12/05/2026
I thought my therapy is today but no, it's tomorrow so...not great. Or maybe great actually? I'm a bit scared that if I'll tell my therapist everything - she'll put me in the psych ward. It's been, uh. I've been riding the adrenaline high for so long that I lost control. There is no more "Rose, the driver" in my life. I'm starting to doubt there ever was. I was sculpted by people to fit their mold and now I can't exist. One question and I broke down.
Racing with my friends, to them too, is not even about just racing. It never was. Risking your life just to hit 170km/h on a forest road with no lights on while line-racing is not normal, safe or literally anything. It's stupid but it makes you forget, it finally makes you feel alive. It's a case with all the people I race with. Literally. I asked. There's always something you're just running from. And the risk? Well, one wrong call and I promise you, as much as you trust your skills and your car, 10km/h makes hell of a difference to your grip while going through a blind corner in the middle of nothing. Trees hug the warmest.
Line-racing. Funny name considering who is driving.
I have a free week now, so I can do my internships. I gave the papers to the hospital as we already talked aaaand suddenly I'll "get the information on Thursday" if I can do them there. So, whole week off work and I'll have to take the next one off too. I won't have money next month. Not that this one I have but I didn't pay all the bills yet. Soon. And I'll have to do other types of work to get the money. Four times. That's how many times I need to do.

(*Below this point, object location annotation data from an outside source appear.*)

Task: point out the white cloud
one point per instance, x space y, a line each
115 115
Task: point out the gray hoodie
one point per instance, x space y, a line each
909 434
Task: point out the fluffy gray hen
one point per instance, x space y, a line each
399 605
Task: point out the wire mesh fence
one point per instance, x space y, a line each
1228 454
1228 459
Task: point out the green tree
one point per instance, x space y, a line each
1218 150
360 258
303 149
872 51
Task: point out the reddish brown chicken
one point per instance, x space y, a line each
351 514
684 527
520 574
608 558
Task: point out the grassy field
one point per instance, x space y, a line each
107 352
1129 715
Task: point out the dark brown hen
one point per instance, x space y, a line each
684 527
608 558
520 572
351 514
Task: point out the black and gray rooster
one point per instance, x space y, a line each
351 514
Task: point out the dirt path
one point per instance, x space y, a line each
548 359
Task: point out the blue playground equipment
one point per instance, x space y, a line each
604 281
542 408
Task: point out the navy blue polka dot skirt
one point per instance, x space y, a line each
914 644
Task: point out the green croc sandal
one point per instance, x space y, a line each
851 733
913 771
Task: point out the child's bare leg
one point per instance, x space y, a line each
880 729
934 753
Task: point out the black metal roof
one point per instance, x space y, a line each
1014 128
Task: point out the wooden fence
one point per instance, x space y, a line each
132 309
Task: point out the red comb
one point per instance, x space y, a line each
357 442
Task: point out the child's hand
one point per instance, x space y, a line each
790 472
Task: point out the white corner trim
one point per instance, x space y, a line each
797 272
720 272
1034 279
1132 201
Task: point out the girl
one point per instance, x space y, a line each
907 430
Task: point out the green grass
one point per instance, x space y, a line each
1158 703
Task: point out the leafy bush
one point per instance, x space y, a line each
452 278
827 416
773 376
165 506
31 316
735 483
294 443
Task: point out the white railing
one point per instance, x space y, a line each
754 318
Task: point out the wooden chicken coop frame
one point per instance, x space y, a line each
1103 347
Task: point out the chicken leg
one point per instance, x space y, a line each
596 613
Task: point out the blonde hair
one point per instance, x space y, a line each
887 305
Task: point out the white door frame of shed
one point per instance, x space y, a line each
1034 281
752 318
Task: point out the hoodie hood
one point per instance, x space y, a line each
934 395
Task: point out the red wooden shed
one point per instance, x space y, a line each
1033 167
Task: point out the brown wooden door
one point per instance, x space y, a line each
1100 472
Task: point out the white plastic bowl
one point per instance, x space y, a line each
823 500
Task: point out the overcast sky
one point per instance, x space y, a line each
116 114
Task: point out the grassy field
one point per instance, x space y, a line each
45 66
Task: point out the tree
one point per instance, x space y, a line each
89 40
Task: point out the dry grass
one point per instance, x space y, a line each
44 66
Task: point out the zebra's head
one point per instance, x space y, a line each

My company is almost def shutting down. I need some other job.
My ex and a girl that says she's my ex both just fucked with my head as the last thing they will do after I stopped contacting them and I can't fucking stand the scars.
I won't pass anatomy. I'm sure of it.
My parents can't support me.
I'm sacred. I'm so fucking scared. I don't want to exist like this. I never wanted that. I don't want that life. It feels like every gossip about me is turning real.